References in Power Query are incredibly useful. I often use it to organize my queries. But when you are using them you could trigger extra calls against your data sources.

The problem

Let say you created two Power Queries:

  • DatabaseData – This fetch data from a database
  • FileData – This fetch data from a file

Now you want to merge all this data into a single large table. You are creating a new query named AllData that is defined like this:

AllData definition
let
    Source = Table.Combine({FileData, DatabaseData})
in
    Source

Now when you update the data in all your queries this happens:

  • DatabaseData is updated by fetching data from the database.
  • FileData is updated by fetching data from the file.
  • AllData is updated by using the already fetched data from the two previous queries.

Wrong! This I what I thought would happen. Instead, what happens is that when AllData is updated a new call is made to the database and the file is read a second time.

The reason for this, as I understand it, is that Power Query is designed to push as much work against the data sources as possible. So, if AllData instead did some grouping on the database data this work would be pushed to the database. This could be a good thing.

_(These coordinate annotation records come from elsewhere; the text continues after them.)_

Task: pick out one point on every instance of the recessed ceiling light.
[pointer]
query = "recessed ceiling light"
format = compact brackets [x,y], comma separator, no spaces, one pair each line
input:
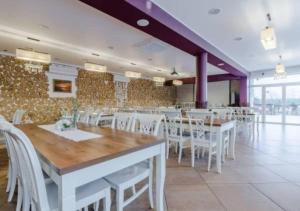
[238,38]
[33,39]
[214,11]
[95,54]
[143,22]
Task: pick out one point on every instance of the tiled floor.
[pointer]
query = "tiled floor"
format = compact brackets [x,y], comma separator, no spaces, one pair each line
[265,176]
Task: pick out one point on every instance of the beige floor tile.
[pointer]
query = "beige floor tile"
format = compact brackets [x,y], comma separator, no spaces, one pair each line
[258,174]
[242,197]
[289,172]
[183,176]
[227,176]
[286,195]
[191,198]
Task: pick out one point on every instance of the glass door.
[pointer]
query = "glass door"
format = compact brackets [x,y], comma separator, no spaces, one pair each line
[257,102]
[274,104]
[292,109]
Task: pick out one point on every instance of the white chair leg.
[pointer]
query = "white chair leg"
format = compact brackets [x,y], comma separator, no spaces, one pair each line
[12,186]
[209,160]
[193,155]
[120,199]
[150,191]
[8,178]
[107,202]
[26,202]
[20,197]
[203,152]
[180,152]
[168,149]
[223,151]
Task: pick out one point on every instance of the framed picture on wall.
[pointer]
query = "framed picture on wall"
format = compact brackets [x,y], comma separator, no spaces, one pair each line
[64,86]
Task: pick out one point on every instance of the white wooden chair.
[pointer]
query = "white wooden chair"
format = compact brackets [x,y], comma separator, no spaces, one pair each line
[202,110]
[95,118]
[224,114]
[200,139]
[43,197]
[18,116]
[174,132]
[122,121]
[129,177]
[83,117]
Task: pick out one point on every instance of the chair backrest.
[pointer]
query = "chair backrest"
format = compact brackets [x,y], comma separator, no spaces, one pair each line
[17,117]
[29,165]
[197,121]
[122,121]
[173,123]
[222,113]
[83,117]
[202,110]
[95,118]
[147,123]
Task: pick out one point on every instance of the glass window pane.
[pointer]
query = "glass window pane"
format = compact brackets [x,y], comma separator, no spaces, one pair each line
[257,101]
[292,104]
[274,108]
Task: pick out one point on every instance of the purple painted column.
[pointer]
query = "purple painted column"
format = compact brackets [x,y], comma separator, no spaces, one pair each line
[243,92]
[201,80]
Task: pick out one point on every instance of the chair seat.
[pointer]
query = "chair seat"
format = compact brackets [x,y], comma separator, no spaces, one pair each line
[205,143]
[128,175]
[90,190]
[178,139]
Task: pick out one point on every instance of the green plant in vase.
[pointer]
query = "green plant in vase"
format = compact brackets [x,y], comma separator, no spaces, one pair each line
[75,107]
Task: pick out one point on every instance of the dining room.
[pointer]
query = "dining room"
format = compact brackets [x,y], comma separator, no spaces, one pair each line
[149,105]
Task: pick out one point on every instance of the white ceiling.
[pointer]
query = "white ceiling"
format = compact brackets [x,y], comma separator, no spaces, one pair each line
[246,19]
[71,31]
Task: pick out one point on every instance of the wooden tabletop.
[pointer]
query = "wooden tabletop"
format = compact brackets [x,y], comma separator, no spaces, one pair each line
[66,155]
[216,122]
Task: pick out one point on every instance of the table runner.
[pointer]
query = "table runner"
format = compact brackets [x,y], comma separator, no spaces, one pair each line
[73,135]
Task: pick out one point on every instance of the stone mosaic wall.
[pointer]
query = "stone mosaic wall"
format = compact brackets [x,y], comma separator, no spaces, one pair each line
[143,92]
[20,89]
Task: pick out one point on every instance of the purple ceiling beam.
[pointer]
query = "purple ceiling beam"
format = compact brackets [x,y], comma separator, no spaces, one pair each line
[166,28]
[210,78]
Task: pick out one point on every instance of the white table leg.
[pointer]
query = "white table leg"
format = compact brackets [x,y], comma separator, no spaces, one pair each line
[232,142]
[66,194]
[160,178]
[219,150]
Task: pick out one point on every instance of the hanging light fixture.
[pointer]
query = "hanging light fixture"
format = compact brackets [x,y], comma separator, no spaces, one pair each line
[149,4]
[268,37]
[95,67]
[159,81]
[280,70]
[177,82]
[33,56]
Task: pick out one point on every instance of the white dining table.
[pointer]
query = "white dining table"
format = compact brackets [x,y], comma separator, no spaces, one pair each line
[73,164]
[218,128]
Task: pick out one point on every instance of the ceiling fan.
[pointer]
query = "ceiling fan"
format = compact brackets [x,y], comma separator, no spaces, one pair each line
[174,72]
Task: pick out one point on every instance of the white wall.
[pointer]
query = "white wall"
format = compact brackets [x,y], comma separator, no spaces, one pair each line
[185,93]
[217,93]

But, in the situation above this is not what we want.

The solution

There are two potential solutions for this.

Block updating data in the queries

If we do not intend to use the data in DatabaseData and FileData we could block the update for these queries.

In Excel you right click on the queries, select properties, and then uncheck the option Refresh this connection on Refresh All.

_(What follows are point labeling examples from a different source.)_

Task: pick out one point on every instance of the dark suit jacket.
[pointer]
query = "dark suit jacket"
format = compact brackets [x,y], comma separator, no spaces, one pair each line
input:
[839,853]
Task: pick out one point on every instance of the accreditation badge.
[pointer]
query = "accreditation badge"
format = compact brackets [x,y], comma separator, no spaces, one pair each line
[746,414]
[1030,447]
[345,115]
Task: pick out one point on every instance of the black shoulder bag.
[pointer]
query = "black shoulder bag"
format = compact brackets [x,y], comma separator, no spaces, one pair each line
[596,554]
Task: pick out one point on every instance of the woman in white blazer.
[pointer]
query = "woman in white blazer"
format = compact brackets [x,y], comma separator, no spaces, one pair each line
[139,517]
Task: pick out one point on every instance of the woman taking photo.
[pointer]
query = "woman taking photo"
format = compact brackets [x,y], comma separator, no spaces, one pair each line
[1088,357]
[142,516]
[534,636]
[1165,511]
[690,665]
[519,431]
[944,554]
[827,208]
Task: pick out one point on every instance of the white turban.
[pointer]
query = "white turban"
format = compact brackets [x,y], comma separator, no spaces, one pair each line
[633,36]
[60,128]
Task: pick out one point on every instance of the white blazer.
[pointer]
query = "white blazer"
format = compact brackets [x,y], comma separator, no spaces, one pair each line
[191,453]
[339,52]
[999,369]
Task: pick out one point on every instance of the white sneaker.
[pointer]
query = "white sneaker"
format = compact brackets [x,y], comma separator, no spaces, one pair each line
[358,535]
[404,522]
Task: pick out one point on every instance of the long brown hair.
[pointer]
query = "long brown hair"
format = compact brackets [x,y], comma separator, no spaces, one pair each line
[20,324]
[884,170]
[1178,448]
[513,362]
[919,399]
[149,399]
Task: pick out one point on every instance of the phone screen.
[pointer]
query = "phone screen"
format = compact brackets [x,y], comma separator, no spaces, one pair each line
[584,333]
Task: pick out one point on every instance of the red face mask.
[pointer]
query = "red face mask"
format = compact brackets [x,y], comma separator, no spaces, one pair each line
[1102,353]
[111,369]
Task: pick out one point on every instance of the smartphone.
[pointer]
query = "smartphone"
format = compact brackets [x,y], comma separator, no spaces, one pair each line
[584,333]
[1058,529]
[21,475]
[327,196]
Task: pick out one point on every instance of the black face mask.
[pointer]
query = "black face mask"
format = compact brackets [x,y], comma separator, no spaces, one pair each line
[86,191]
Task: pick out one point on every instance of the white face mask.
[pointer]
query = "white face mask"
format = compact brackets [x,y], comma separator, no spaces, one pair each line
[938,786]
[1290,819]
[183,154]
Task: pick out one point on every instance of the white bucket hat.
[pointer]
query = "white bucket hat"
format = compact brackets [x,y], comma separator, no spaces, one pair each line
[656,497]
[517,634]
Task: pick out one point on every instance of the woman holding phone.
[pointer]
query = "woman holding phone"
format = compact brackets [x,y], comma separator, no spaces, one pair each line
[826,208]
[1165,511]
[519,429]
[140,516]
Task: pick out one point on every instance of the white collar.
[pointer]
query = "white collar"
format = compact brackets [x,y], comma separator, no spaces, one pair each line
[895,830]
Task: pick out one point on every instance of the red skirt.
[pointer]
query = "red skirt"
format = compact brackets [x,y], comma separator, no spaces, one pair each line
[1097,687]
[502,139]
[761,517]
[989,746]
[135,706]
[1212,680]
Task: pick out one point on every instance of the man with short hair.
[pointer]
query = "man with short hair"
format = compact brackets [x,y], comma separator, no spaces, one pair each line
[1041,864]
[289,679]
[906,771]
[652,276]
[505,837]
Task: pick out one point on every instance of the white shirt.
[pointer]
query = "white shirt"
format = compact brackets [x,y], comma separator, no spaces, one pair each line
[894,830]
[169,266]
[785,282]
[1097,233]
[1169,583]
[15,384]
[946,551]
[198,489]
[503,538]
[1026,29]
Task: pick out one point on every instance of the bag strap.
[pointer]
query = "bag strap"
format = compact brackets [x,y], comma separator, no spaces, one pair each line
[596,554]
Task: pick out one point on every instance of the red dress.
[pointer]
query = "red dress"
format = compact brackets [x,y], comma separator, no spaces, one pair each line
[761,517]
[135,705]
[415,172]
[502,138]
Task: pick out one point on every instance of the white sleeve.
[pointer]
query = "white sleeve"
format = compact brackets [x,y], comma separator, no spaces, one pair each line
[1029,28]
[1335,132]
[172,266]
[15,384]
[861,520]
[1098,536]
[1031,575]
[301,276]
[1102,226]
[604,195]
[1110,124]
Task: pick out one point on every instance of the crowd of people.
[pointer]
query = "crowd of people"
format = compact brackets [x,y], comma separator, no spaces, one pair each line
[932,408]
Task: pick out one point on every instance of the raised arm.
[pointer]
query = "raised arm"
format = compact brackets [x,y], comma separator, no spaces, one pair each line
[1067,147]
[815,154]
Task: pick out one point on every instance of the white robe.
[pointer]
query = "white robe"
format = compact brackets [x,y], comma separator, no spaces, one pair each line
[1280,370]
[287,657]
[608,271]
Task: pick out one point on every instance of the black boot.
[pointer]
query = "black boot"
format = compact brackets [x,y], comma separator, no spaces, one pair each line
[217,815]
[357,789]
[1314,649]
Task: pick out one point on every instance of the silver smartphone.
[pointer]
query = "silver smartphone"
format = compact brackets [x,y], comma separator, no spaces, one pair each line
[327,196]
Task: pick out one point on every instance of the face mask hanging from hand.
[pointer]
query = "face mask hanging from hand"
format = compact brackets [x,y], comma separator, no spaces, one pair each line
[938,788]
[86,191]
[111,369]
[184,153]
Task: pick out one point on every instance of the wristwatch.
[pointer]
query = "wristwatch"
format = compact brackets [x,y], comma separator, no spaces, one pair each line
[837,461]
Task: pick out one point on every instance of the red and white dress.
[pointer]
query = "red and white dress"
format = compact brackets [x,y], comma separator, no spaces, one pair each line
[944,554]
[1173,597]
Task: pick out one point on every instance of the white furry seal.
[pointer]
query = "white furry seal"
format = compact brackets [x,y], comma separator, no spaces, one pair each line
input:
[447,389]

Refresh this connection on Refresh All

If you are using PowerBI, you instead in the Power Query editor right click on the query and uncheck Include in report refresh.

Include in report refresh

Note when you do this AllData will still be using the latest data that is in the data sources. The difference is that DatabaseData and FileData will not be updated when you refresh all data in your document.

Use a calculated table

Another solution is to create a calculated table instead of having merging data in Power Query, this is only possible in PowerBI. In the Power BI editor select Table tools > New Table.

Add calculated table

Then you are entering this DAX command:

DAX
AllData = UNION(DatabaseData, FileData)

When all data is being updated, DatabaseData and FileData are updated first. Then the calculated table is created from the result from these queries. No additional calls are done against your database.

You could do a lot more than just union tables. You could do joins with different tables, add more columns and much more. There is more information about this in the documentation

Summary

I learned all this when I had a Power BI solution that was updating surprisingly slow. After some trouble shooting, I started to suspect that it made more request against my data sources than expected and this made the update process very slow. I wished I had learned this earlier.